For one other research project within the early Nineteen Seventies, Ostrom studied the oldest known bird, that lived in what’s now Germany 150 million years ago. It had feathered wings and a wishbone, in addition to reptilian features, including jaws with sharp teeth, hands with three fingers each, and an extended tail.

Comparing this ancient bird with , Ostrom found that their skeletons shared many unique features, including unusually long arms and hands, a highly flexible wrist, hole bones, and an S-shaped neck.

Based on these and plenty of other similarities, Ostrom showed that birds descended from small, predatory, bird-like dinosaurs.

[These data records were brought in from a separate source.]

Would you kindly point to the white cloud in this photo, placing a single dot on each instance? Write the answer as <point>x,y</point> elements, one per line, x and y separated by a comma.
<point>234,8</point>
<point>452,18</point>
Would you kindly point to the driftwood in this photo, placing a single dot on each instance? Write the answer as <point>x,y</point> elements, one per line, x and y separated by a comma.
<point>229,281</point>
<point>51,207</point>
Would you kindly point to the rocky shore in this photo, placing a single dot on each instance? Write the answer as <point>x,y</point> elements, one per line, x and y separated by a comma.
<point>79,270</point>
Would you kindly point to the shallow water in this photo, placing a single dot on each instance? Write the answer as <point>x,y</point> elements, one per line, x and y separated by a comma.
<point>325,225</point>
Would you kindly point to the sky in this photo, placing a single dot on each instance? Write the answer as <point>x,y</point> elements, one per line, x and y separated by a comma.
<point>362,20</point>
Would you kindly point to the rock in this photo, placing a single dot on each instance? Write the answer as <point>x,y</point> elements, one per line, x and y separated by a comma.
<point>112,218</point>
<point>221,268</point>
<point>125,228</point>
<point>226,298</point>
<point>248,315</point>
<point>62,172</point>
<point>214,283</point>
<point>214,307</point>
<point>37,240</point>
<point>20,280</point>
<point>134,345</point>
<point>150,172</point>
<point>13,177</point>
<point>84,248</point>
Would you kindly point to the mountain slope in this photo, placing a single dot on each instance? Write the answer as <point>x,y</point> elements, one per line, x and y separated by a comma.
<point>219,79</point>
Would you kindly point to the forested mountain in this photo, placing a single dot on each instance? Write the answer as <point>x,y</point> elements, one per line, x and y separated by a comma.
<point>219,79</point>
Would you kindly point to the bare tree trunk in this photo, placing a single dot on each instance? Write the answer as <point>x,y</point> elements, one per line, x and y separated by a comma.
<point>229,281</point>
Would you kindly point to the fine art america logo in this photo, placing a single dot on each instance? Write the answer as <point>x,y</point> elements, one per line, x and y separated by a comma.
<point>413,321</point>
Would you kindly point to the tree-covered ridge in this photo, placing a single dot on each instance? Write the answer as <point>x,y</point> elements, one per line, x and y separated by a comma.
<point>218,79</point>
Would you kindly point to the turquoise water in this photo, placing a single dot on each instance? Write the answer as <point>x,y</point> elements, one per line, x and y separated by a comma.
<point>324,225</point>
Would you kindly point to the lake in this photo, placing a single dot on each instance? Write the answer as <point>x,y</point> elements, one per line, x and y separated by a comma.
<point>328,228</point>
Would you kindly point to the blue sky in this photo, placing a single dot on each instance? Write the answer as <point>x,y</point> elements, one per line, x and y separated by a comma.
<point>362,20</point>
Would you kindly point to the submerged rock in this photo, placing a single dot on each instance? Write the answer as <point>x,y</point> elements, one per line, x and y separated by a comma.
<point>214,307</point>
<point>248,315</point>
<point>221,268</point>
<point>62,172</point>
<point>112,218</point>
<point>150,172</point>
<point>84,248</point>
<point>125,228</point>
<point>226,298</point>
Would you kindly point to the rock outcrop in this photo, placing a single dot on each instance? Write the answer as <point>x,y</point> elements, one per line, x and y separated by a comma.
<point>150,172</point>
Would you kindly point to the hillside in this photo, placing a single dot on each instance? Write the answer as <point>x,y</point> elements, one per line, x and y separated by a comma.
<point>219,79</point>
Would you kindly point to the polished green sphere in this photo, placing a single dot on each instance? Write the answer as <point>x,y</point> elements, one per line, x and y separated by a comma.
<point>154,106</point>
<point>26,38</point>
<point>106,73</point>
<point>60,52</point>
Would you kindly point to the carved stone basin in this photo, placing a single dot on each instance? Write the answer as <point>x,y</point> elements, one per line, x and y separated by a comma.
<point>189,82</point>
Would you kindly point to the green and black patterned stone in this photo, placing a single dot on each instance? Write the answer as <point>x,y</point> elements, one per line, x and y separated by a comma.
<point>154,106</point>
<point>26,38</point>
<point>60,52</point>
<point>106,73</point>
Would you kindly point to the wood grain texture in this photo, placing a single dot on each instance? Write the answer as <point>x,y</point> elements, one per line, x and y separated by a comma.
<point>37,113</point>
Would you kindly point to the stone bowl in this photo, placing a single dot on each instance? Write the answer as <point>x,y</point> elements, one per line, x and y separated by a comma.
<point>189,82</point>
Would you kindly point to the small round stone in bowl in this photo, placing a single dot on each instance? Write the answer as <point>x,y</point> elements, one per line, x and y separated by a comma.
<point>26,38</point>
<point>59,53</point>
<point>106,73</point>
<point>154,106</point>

Against a white background stands a bird-like dinosaur with colorful wings and an open mouth revealing sharp, razor-sharp teeth.
With its sharp teeth and long, bony tail, it represents a connection to dinosaurs and modern birds.
Leonello Calvetti/Science Photo Library via Getty Images

Over the past three many years, paleontologists have discovered many skeletons of prehistoric birds and bird-like dinosaurs in Jurassic and Cretaceous rocks in China. Surprisingly, the bird-like dinosaurs, including close relatives of prehistoric dinosaurs, were covered in feathers, identical to the birds that lived with them. Paleontologists now agree that many, if not all, dinosaurs had a consistently high body temperature, identical to birds and mammals today. Feathers kept them warm.

Bird-like dinosaurs didn’t survive the mass extinction 66 million years ago – a number of the early birds that lived alongside them survived. And they evolved into the birds that live today.

Think about it: To see a dinosaur, all you may have to do is look up on the sky. And since I've been studying dinosaurs for a very long time, I'm glad I share the world with dinosaurs.